In der Regel stellt das Ho­me­of­fice mit Kind eine Aus­nah­me­si­tua­ti­on dar. Daher können Sie in stres­si­gen Si­tua­tio­nen auch mal ein Auge zudrücken, wenn nicht alle Regeln wie gewünscht ein­ge­hal­ten werden. Lassen Sie sich etwas Spielraum, um auch mal etwas nach­zu­ge­ben. Längere Fern­seh­zei­ten, eine Handvoll Sü­ßig­kei­ten oder die etwas spätere Bettzeit können in schwie­ri­gen Si­tua­tio­nen den Stress auf beiden Seiten re­du­zie­ren.

Be­schäf­ti­gen Sie Ihr Kind al­ters­ge­recht und erlauben Sie Nähe

Die Mög­lich­kei­ten der Be­schäf­ti­gung Ihres Kindes während Ihrer Ho­me­of­fice-Arbeit richtet sich nach dem Alter und dem Grad der Selbst­stän­dig­keit. Ältere Kinder werden in der Regel bereits durch die Schule mit Haus­auf­ga­ben und Lern­übun­gen versorgt und können sich zwi­schen­durch für eine bestimmte Zeit auch allein be­schäf­ti­gen. Zudem können Teenager bis zu einem gewissen Maße in die Betreuung jüngerer Ge­schwis­ter und Haus­halts­auf­ga­ben ein­ge­spannt werden und Sie somit weiter entlasten.

Das Ho­me­of­fice mit Kindern jüngeren Alters erfordert mehr Betreuung, auch wenn diese natürlich – je nach Alter – ebenfalls selbst­stän­dig spielen können. Un­ter­schät­zen Sie nicht die Ei­gen­krea­ti­vi­tät Ihres Kindes und lassen Sie durchaus auch Lan­ge­wei­le zu – nicht immer brauchen die Kleinen Anleitung, womit sie sich als Nächstes be­schäf­ti­gen sollen. Viele Kinder freuen sich al­ler­dings, durch das Ho­me­of­fice mehr Zeit mit den Eltern ver­brin­gen zu können.

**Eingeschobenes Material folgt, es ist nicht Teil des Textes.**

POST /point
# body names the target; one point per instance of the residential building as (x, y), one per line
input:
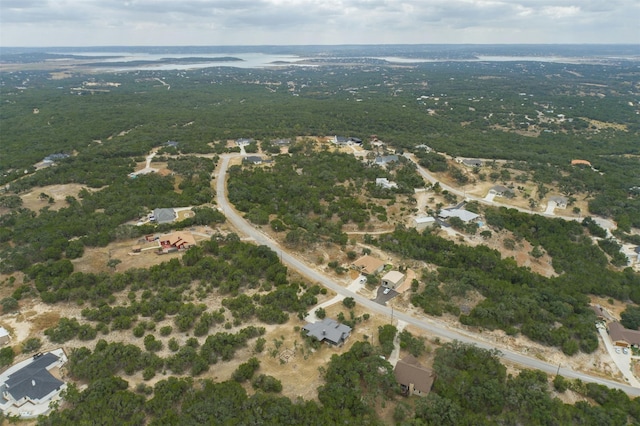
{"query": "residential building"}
(392, 279)
(253, 159)
(27, 388)
(176, 241)
(163, 215)
(621, 336)
(386, 183)
(329, 331)
(368, 265)
(561, 202)
(464, 215)
(423, 222)
(243, 141)
(414, 379)
(383, 160)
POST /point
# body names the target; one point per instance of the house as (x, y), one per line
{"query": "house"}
(4, 336)
(329, 331)
(340, 140)
(385, 183)
(422, 222)
(27, 388)
(392, 279)
(561, 202)
(161, 216)
(176, 241)
(253, 159)
(471, 162)
(383, 160)
(464, 215)
(621, 336)
(499, 190)
(368, 265)
(243, 141)
(414, 379)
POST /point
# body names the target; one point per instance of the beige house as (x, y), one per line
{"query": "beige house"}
(368, 265)
(392, 279)
(621, 336)
(414, 379)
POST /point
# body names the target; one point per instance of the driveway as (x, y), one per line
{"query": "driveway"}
(427, 324)
(382, 298)
(622, 361)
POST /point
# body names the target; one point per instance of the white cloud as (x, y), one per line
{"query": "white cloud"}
(159, 22)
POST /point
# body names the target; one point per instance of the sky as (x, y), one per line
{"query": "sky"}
(303, 22)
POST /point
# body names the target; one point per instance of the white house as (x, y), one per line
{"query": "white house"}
(422, 222)
(464, 215)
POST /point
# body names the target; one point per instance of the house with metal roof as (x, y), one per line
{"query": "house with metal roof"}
(161, 216)
(465, 215)
(414, 379)
(383, 160)
(27, 388)
(329, 331)
(392, 279)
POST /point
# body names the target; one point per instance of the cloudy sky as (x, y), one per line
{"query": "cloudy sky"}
(259, 22)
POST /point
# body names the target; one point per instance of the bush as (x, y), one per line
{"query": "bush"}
(266, 383)
(9, 304)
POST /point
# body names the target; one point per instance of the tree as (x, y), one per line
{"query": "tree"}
(112, 263)
(9, 304)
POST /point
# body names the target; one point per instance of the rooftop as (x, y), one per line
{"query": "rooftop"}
(409, 371)
(368, 264)
(34, 380)
(328, 329)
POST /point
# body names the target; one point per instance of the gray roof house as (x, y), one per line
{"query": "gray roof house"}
(464, 215)
(164, 215)
(27, 388)
(329, 331)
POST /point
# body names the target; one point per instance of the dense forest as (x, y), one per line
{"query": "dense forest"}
(536, 116)
(472, 388)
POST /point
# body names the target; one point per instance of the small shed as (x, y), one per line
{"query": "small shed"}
(392, 279)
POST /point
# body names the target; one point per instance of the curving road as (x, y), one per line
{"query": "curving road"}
(431, 326)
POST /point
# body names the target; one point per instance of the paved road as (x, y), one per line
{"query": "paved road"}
(605, 223)
(434, 327)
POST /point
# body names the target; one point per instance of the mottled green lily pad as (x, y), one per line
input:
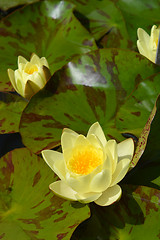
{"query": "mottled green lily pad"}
(136, 215)
(11, 107)
(28, 210)
(139, 14)
(93, 87)
(104, 17)
(4, 5)
(147, 170)
(48, 29)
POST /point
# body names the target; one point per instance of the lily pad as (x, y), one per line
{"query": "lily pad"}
(4, 5)
(147, 170)
(28, 210)
(92, 87)
(48, 29)
(137, 213)
(11, 107)
(139, 14)
(105, 18)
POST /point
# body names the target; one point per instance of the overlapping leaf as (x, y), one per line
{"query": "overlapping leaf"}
(4, 5)
(139, 14)
(47, 28)
(134, 215)
(147, 170)
(11, 107)
(104, 17)
(93, 87)
(28, 210)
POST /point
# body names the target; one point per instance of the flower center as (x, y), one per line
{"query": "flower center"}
(31, 69)
(85, 159)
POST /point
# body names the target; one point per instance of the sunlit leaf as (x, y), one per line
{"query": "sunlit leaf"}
(48, 29)
(147, 170)
(28, 210)
(136, 215)
(11, 107)
(93, 87)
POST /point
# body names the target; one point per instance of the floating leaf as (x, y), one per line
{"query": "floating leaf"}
(48, 29)
(93, 87)
(142, 141)
(105, 22)
(139, 14)
(28, 210)
(147, 170)
(11, 107)
(4, 5)
(137, 213)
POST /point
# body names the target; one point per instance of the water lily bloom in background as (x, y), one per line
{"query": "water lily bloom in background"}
(89, 167)
(31, 76)
(147, 45)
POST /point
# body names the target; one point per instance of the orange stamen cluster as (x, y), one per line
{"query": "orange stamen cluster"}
(31, 69)
(85, 159)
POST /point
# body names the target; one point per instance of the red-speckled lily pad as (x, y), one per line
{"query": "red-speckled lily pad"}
(147, 170)
(28, 210)
(4, 5)
(135, 216)
(11, 107)
(93, 87)
(48, 29)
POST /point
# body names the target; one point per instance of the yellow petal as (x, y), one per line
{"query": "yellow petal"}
(125, 149)
(21, 60)
(12, 78)
(94, 140)
(111, 148)
(81, 184)
(146, 44)
(109, 196)
(55, 161)
(20, 84)
(101, 181)
(97, 130)
(44, 62)
(61, 189)
(87, 197)
(81, 141)
(121, 170)
(30, 89)
(68, 139)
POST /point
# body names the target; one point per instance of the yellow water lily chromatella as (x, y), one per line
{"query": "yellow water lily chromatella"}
(147, 45)
(31, 76)
(89, 167)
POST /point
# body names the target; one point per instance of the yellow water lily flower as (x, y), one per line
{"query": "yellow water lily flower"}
(89, 167)
(147, 45)
(31, 76)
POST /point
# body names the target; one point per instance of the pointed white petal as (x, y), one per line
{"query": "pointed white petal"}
(111, 151)
(12, 78)
(125, 149)
(68, 140)
(35, 60)
(121, 170)
(55, 161)
(21, 60)
(97, 130)
(62, 190)
(109, 196)
(87, 197)
(44, 62)
(94, 141)
(101, 181)
(20, 82)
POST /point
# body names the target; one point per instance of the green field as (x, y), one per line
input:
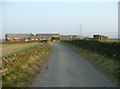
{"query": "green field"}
(113, 40)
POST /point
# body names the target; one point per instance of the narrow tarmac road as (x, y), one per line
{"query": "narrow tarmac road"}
(68, 69)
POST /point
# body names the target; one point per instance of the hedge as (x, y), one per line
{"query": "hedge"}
(107, 48)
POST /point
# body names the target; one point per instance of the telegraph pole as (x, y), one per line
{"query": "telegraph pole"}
(80, 31)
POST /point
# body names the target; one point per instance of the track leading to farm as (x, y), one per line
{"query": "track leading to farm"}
(68, 69)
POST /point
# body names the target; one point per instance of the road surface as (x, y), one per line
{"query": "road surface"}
(68, 69)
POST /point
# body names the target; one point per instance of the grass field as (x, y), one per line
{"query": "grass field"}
(113, 40)
(8, 49)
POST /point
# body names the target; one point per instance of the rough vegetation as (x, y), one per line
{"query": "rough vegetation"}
(20, 69)
(96, 53)
(110, 49)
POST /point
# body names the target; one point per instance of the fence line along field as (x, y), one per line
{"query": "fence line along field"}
(12, 48)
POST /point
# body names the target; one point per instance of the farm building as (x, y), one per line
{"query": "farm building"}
(16, 37)
(100, 38)
(69, 37)
(28, 37)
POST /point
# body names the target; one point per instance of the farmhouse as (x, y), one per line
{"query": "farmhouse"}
(28, 37)
(100, 38)
(16, 37)
(69, 37)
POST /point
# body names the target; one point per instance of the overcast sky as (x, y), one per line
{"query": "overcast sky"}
(60, 17)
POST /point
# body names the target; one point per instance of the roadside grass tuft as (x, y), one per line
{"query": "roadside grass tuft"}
(104, 63)
(27, 65)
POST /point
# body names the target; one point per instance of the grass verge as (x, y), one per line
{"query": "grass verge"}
(105, 64)
(23, 68)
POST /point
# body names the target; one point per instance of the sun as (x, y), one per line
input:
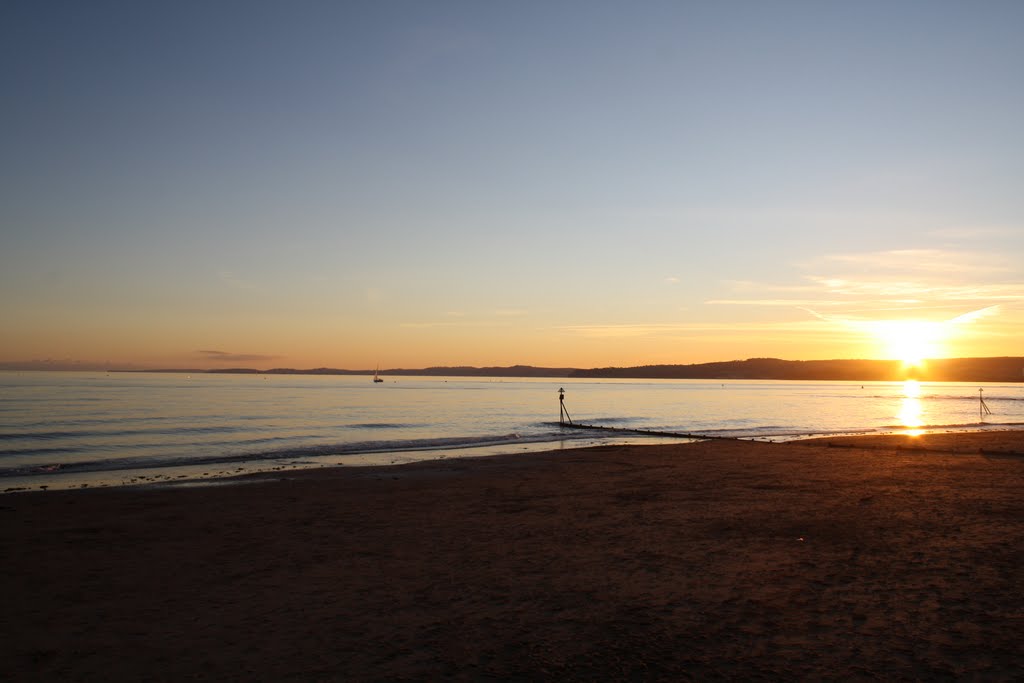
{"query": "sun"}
(910, 341)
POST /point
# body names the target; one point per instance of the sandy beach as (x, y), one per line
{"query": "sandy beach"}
(843, 558)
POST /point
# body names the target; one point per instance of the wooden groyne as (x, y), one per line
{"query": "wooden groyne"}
(646, 432)
(565, 421)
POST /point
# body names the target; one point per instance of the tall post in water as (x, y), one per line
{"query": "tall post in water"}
(563, 415)
(982, 407)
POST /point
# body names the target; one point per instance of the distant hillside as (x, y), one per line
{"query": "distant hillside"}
(1009, 369)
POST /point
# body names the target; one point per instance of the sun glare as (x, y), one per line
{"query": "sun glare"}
(910, 341)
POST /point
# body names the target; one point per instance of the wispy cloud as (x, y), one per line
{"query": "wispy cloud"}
(226, 356)
(923, 261)
(915, 283)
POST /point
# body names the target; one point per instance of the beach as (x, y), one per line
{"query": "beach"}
(842, 558)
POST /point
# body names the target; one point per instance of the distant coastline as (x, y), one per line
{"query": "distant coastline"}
(1001, 369)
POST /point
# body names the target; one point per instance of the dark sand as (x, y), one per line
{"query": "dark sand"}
(704, 561)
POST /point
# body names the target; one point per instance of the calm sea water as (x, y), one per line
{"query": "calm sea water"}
(61, 429)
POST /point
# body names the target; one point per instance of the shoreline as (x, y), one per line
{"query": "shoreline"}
(710, 560)
(228, 469)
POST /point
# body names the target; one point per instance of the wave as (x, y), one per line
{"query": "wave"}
(289, 454)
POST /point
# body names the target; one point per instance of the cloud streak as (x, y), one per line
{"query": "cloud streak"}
(226, 356)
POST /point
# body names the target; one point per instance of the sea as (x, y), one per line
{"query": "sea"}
(77, 429)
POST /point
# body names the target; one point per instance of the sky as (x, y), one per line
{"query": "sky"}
(346, 184)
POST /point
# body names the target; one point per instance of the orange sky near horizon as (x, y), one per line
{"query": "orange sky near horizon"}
(488, 184)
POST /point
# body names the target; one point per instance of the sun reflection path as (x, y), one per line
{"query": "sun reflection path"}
(910, 412)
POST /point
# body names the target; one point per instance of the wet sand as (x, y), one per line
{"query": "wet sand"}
(701, 561)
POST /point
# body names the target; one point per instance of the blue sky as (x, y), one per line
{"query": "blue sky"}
(578, 183)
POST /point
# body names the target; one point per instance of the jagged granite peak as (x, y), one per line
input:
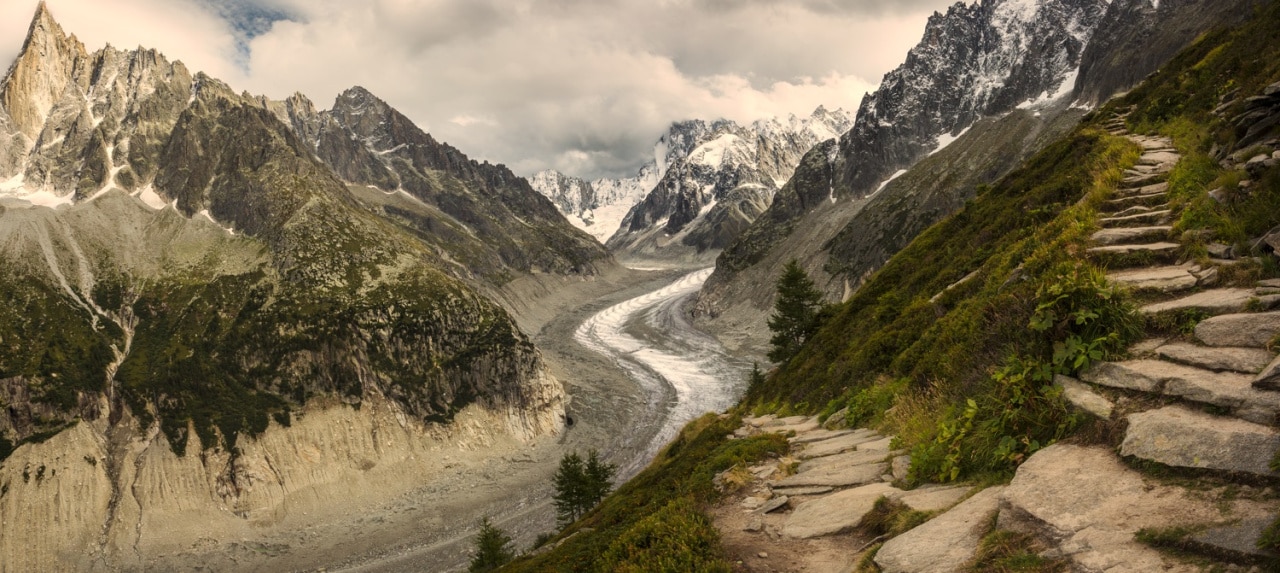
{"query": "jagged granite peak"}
(698, 168)
(492, 220)
(1136, 37)
(977, 59)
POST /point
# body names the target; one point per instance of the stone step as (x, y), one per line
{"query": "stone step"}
(1235, 542)
(1134, 210)
(835, 513)
(1216, 302)
(945, 542)
(1229, 390)
(1166, 279)
(1088, 504)
(1146, 189)
(1130, 234)
(1253, 329)
(1216, 358)
(1141, 219)
(1142, 180)
(1119, 256)
(1184, 438)
(1159, 157)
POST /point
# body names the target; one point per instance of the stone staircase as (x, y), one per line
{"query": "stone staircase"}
(1207, 404)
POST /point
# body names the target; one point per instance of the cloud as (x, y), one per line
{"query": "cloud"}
(585, 86)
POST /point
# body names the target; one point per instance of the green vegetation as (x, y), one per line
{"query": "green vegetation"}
(1006, 551)
(580, 486)
(493, 549)
(653, 521)
(795, 312)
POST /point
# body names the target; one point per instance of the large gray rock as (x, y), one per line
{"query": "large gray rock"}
(1130, 234)
(1183, 438)
(1169, 279)
(933, 498)
(1217, 301)
(945, 542)
(1082, 397)
(836, 476)
(835, 513)
(1253, 329)
(1087, 504)
(1216, 358)
(836, 445)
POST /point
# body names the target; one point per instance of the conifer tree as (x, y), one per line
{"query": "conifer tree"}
(493, 549)
(795, 312)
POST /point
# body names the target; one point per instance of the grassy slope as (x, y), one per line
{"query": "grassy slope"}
(967, 375)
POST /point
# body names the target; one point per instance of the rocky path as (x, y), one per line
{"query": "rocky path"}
(1198, 416)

Mit der Ein­rich­tung eines Kinder-Büros in der Nähe Ihres Ar­beits­plat­zes werden Sie dem Wunsch Ihres Kindes gerecht, nah bei Mama und Papa zu sein, und geben ihm die spannende Chance, mit Stiften, Telefon und selbst­ge­bas­tel­tem Laptop unter Ihrer direkten Aufsicht Büro zu spielen. Dies sollte jedoch kein Dau­er­zu­stand sein.